Catholic Health is well-aware that the low pay rates it’s offering for the new staffing positions are so low it may never fill many of the positions promised in the deal.

Now that the strike has passed its 15th day, CWA members are eligible for strike pay of just $300 per week and may file for unemployment benefits. This is a pittance compared to the $600 million in assets that the CWA controls and is meant to force workers into accepting an inferior deal with Catholic Health.

The ongoing strike has attracted the attention of the state’s Democratic Party officials, who hope to divert the anger of workers expressed in the growing number of strikes into the dead end of support for the Democratic Party.

On Friday, New York state attorney general, and potential gubernatorial candidate, Letitia James appeared before striking workers along with State Senator Democrat Tim Kennedy wearing a CWA t-shirt.

When asked whether the appearance was an attempt to build a “coalition” in preparation for a gubernatorial run James stated, “I’ve been standing with labor all my public life, from the time I spent in the state legislature, to the time I was a city council member, to the time I was public advocate, and now as attorney general.”

By “labor,” James means the state’s union bureaucracies which she hopes will back her in a gubernatorial race against interim Governor Kathy Hochul as the preferred candidate for keeping workers trapped within the Democratic Party.

Last week, James sent a cease and desist letter to Catholic Health over its hiring of the strikebreaking company Huffmaster to supply the hospital with both scab medical and security workers, which it is not licensed to do in New York state.

James cynically concluded her letter by calling on Catholic Health to reach an agreement with the CWA that merely “provides adequate wages to attract and retain staff, and that grants adequate levels of care in the hospital.”

In contrast to the $300 weekly strike pay provided by the CWA to workers, Catholic Health is paying strikebreakers contracted through Huffmaster up to $150 an hour, signaling its determination to defeat the strike. Meanwhile, the CWA is assisting their plans by isolating the strike from other CWA workers and Catholic Health’s other facilities and denying workers adequate strike pay.

The strike is another expression of the growing militancy of workers, who continue to face dangerous conditions amid the unchecked spread of COVID-19 all while being told things have returned to “normal” and they must learn to live with the virus and accept low-pay and worsening conditions.

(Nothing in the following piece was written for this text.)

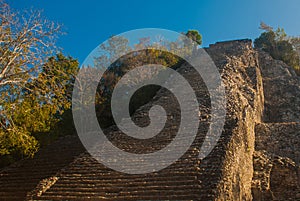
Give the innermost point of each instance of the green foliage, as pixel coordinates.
(35, 111)
(279, 46)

Workers at Mercy Hospital need to oppose the isolation of their struggle by the CWA and the Democratic Part and follow the example that has been set by educators, autoworkers and steelworkers who have built rank-and-file committees independent of the unions to organize their fight. These committees, democratically-elected and controlled by workers, will advance demands determined by what workers need and not by the profit requirements of management. They will fight to link the struggle of Mercy Hospital workers with other sections of workers, including striking Saint Vincent Hospital in Worcester, Massachusetts and Kaiser Permanente nurses in California as part of a broader offensive by workers in the US an internationally.